Le 8 février, l’Union nationale des familles de féminicides (UNFF) annonçait sa “prise de distance” avec le collectif féministe #NousToutes après quatre années de luttes communes. Une rupture révélatrice d’incompréhensions et de divergences plus larges. Tant sur la manière de lutter contre les violences faites aux femmes que sur le virage intersectionnel entamé par #NousToutes en 2022.
Neuf cents bougies pour neuf cents victimes de féminicides. Jeudi 8 février, au pied des marches du parvis du Trocadéro, à Paris, les collectifs féministes locaux parisiens de #NousToutes organisent un rassemblement en mémoire aux neuf cents femmes tuées en raison de leur genre depuis le 14 mai 2017, date qui marque le début du premier quinquennat d’Emmanuel Macron. Le parvis des Libertés et des Droits de l’homme, site touristique incontournable de la capitale, n’est pas choisi par hasard. “Nous voulons alerter le monde entier sur l’ampleur des féminicides en France et crier notre colère face à la complicité de l’État, tous les jours nous comptons nos mortes”, dénonce Célia, militante de #NousToutes, au micro. Preuve d’une volonté de visibiliser ces crimes : des pancartes ont été rédigées en anglais, en espagnol et en allemand et, sur les côtés, des militantes expliquent le contexte à des touristes un peu interloqué·es par la présence de cette nuée violette.

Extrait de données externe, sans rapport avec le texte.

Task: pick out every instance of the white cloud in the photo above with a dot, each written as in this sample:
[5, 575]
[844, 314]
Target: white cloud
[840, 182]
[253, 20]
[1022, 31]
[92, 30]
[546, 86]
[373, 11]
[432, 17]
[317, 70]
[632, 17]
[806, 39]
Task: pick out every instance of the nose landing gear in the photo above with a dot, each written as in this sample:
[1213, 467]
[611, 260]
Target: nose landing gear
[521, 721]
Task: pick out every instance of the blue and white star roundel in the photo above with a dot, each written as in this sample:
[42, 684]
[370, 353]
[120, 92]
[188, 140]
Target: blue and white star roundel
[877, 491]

Derrière les centaines de bougies alignées sur le sol, une vingtaine de militantes portent une banderole sur laquelle sont inscrits, lettres blanches sur fond noir, les prénoms – et parfois juste le mot “anonyme” – des neuf cents victimes de féminicide. Pendant près d’une heure, les prises de parole se succèdent. Une proche de victime raconte sa souffrance, suivie de la psychologue Sonia Pino, cofondatrice de l’association Elle’s Imagine’nt, qui accompagne les femmes victimes de violences conjugales. Dans le froid et sous une pluie fine, une chorale féministe entonne ensuite en français la chanson mexicaine, Cancion sin miedo (la chanson sans peur), devenue un hymne mondial pour lutter contre le patriarcat.
“Prise de distance”
Le “femmage” de #NousToutes se conclut comme toujours par une minute de silence et une marée de poings levés. Une figure semble toutefois manquer à cette grande communion sororale. Sandrine Bouchait. La présidente et cofondatrice de l’Union nationale des familles de féminicides (UNFF) – qui rassemble une centaine de familles endeuillées – est pourtant souvent présente lors des femmages et actions de #NousToutes depuis la création de l’UNFF en 2019. Sauf que quelques heures plus tôt, Sandrine Bouchait a envoyé une lettre ouverte à une poignée de médias – dont Causette – dans laquelle elle annonce la décision de l’UNFF de “prendre ses distances” avec #NousToutes. Elle exprime aussi son refus d’assister à l’action du 8 février.
Dans cette lettre, Sandrine Bouchait, dont la sœur Ghylaine a été brûlée vive par son compagnon il y a sept ans, explique qu’en 2019 le collectif s’appuyait “sur l’expertise des associations de terrain et des syndicats, créant ainsi un espace bienveillant”. “Un lieu autrefois propice à la collaboration transformé en un cauchemar”, assène-t-elle.
Comment expliquer alors une telle rupture entre un collectif féministe et une association accompagnant les proches de victimes de féminicides ? Les tensions auraient pris racine tout au long de la préparation de la manifestation du 25 novembre 2023, Journée internationale de lutte contre les violences faites aux femmes, jusqu’à l’action du Trocadéro. Sandrine Bouchait explique à Causette n’avoir appris l’existence de ce femmage que quatre jours plus tôt dans un message posté sur le groupe WhatsApp du comité politique de #NousToutes. “Une erreur de communication”, plaide Célia, l’une des organisatrices, qui précise l’importance d’inviter aussi d’autres associations féministes.
Faux-pas ?
La militante regrette que Sandrine n’ait pas été là. Même sentiment et même regret du côté de Maëlle Noir, membre de la coordination nationale du collectif. “On n’est pas des super-humaines ou des super-héroïnes, on fait forcément parfois des erreurs, admet-elle à Causette. Sans doute qu’il aurait fallu l’inviter personnellement.” Pour Diane Richard, ancienne membre de #NousToutes, c’est certain qu’un faux pas a été commis. “Je comprends la volonté de donner la parole à différentes personnes, mais à un moment, il faut quand même impliquer au moins la principale asso qui représente les familles de victimes de féminicides”, estime-t-elle auprès de Causette. Deux jours avant l’action, devant l’impossibilité de reporter la date, #NousToutes a finalement proposé à Sandrine Bouchait de prendre la parole lors du femmage. Cette dernière a refusé “par respect pour les familles de [son] association”.